Global art sales have cooled after years of booms, falling seven percent last year to $63.8 billion, but were still up by more than 60 percent from 2009.

Fertilizer Fortune

Rybolovlev amassed his wealth buying and selling fertilizer makers in Russia’s wild transition to capitalism. That fortune, which includes his ownership of the soccer team in Monaco, makes him the the 10th-richest Russian, worth an estimated $9.3 billion according to Bloomberg.
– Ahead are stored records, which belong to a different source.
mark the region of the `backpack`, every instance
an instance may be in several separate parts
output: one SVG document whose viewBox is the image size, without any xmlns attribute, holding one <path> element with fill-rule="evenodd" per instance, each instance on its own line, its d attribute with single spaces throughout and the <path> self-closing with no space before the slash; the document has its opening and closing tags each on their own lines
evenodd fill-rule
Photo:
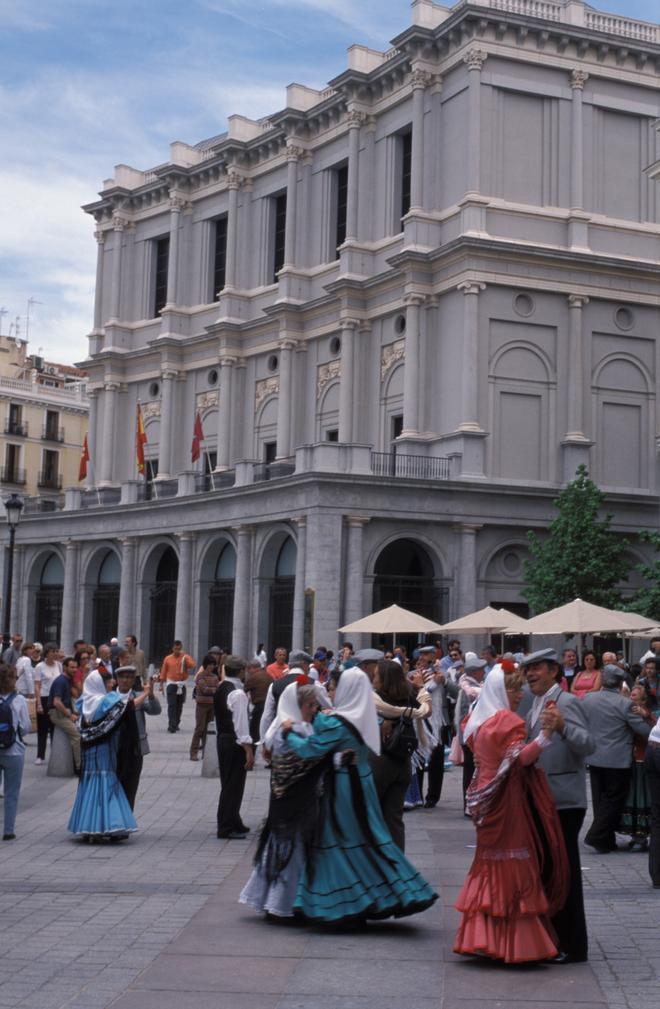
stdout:
<svg viewBox="0 0 660 1009">
<path fill-rule="evenodd" d="M 8 697 L 0 697 L 0 750 L 8 750 L 18 737 L 14 728 L 14 709 L 11 706 L 15 697 L 15 691 Z"/>
<path fill-rule="evenodd" d="M 395 722 L 391 723 L 392 729 L 389 733 L 382 732 L 381 727 L 382 751 L 387 757 L 398 759 L 410 757 L 419 746 L 415 723 L 412 719 L 412 708 L 409 708 L 408 711 L 410 714 L 404 712 Z"/>
</svg>

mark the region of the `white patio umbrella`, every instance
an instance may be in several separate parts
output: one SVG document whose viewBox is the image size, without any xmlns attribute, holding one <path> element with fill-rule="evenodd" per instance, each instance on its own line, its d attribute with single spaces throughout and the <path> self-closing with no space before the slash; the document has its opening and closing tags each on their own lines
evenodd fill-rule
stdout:
<svg viewBox="0 0 660 1009">
<path fill-rule="evenodd" d="M 433 634 L 439 629 L 437 621 L 427 620 L 419 613 L 394 604 L 346 624 L 339 631 L 342 634 Z"/>
<path fill-rule="evenodd" d="M 608 610 L 604 606 L 574 599 L 528 621 L 530 634 L 625 634 L 650 627 L 653 621 L 640 613 Z"/>
<path fill-rule="evenodd" d="M 443 634 L 499 634 L 513 617 L 513 613 L 503 614 L 502 610 L 496 610 L 493 606 L 484 606 L 482 610 L 467 613 L 458 620 L 450 620 L 440 630 Z"/>
<path fill-rule="evenodd" d="M 631 638 L 660 638 L 660 627 L 656 624 L 654 627 L 649 627 L 646 631 L 635 631 L 634 634 L 630 635 Z"/>
<path fill-rule="evenodd" d="M 526 617 L 521 617 L 518 613 L 513 613 L 511 610 L 501 607 L 498 611 L 506 619 L 507 625 L 505 629 L 501 632 L 502 634 L 529 634 L 529 620 Z"/>
</svg>

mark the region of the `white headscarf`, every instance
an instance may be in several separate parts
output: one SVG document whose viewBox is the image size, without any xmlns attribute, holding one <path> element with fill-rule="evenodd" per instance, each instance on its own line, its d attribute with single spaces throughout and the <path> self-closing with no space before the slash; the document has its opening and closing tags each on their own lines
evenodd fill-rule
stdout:
<svg viewBox="0 0 660 1009">
<path fill-rule="evenodd" d="M 370 750 L 380 754 L 380 729 L 373 687 L 361 669 L 347 669 L 339 677 L 335 712 L 355 726 Z"/>
<path fill-rule="evenodd" d="M 292 672 L 297 672 L 300 676 L 304 676 L 302 669 L 291 670 Z M 275 737 L 282 727 L 282 722 L 291 721 L 293 722 L 294 732 L 297 732 L 299 736 L 311 736 L 314 731 L 314 726 L 311 722 L 305 722 L 303 720 L 302 712 L 300 710 L 300 705 L 298 704 L 298 687 L 299 683 L 289 683 L 287 687 L 282 691 L 282 695 L 277 705 L 277 712 L 275 718 L 269 725 L 266 735 L 261 740 L 263 745 L 267 750 L 272 750 L 273 743 L 275 742 Z M 319 683 L 312 683 L 311 680 L 308 684 L 304 686 L 314 687 L 314 693 L 316 694 L 316 700 L 321 708 L 331 707 L 330 698 L 328 697 L 325 688 Z"/>
<path fill-rule="evenodd" d="M 107 697 L 107 690 L 105 689 L 105 680 L 98 672 L 94 670 L 89 676 L 85 678 L 83 683 L 82 692 L 82 713 L 83 718 L 87 722 L 94 721 L 94 715 L 96 714 L 96 709 L 103 700 Z"/>
<path fill-rule="evenodd" d="M 509 711 L 509 697 L 504 683 L 504 671 L 501 665 L 493 666 L 488 678 L 481 688 L 479 700 L 472 709 L 472 714 L 467 720 L 463 730 L 463 739 L 467 743 L 470 736 L 474 735 L 480 725 L 495 715 L 498 711 Z"/>
</svg>

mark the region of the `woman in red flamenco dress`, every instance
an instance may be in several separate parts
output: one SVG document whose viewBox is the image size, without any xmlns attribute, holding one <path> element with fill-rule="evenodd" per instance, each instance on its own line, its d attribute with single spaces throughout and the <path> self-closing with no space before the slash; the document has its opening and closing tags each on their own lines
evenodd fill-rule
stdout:
<svg viewBox="0 0 660 1009">
<path fill-rule="evenodd" d="M 515 714 L 522 684 L 513 663 L 494 667 L 465 727 L 476 764 L 467 809 L 477 850 L 455 905 L 454 952 L 505 963 L 557 955 L 550 918 L 565 903 L 569 880 L 554 801 L 534 766 L 552 734 L 525 743 Z"/>
</svg>

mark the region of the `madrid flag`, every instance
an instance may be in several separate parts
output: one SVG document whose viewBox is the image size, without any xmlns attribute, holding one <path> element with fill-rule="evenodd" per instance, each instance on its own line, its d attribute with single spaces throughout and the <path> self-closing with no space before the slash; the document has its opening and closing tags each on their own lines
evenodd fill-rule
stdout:
<svg viewBox="0 0 660 1009">
<path fill-rule="evenodd" d="M 87 435 L 85 435 L 85 440 L 82 444 L 82 451 L 80 453 L 80 468 L 78 469 L 78 480 L 87 479 L 87 463 L 89 462 L 89 446 L 87 444 Z"/>
<path fill-rule="evenodd" d="M 204 441 L 204 429 L 202 428 L 202 418 L 199 411 L 195 414 L 195 427 L 193 428 L 193 440 L 190 448 L 190 457 L 193 462 L 197 462 L 202 454 L 202 442 Z"/>
<path fill-rule="evenodd" d="M 137 423 L 135 426 L 135 462 L 137 464 L 138 473 L 144 475 L 144 446 L 147 444 L 147 433 L 144 430 L 144 422 L 142 420 L 142 407 L 138 403 L 137 405 Z"/>
</svg>

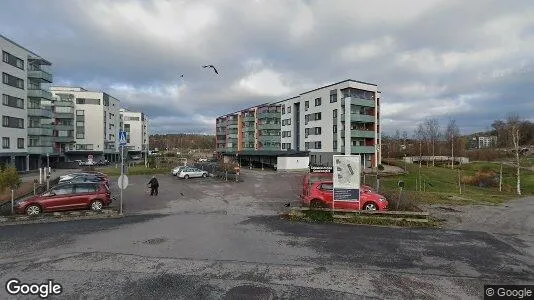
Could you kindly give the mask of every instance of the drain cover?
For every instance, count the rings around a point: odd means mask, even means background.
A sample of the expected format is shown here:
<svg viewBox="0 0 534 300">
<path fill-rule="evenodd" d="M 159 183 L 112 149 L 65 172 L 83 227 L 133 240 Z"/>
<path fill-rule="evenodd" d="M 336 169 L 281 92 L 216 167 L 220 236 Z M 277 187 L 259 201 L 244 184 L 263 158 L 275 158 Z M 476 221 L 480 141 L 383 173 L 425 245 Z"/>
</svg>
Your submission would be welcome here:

Bouvier was briefly arrested in Monaco in February 2015 in connection with the original criminal complaint Rybolovlev filed against him there in the matter. Monaco prosecutors in November refused Bouvier’s request to drop their investigation into the complaint. The two are also battling in Singapore, where in March 2015 Rybolovlev temporarily secured a freeze of up to $500 million of Bouvier’s global assets. That action, in a so-called Mareva injunction, was set aside in August.

Now, in an effort to gain a friendlier hearing, Bouvier’s attorneys earlier this month filed for permission to appeal a Singapore judge’s ruling to move the dispute to the city-state’s International Commercial Court. The case, Bouvier’s lawyers argue, should instead be heard in Switzerland, given the purchase of the 37 works took place primarily in the European country, where Bouvier lived until leaving for Singapore in 2009. Rybolovlev resided in Geneva until 2011, before he decamped to Monaco.

A spokesman for Rybolovlev declined to comment on the merits of the venues or on the Singapore proceedings, citing restrictions on communications imposed by the judge there.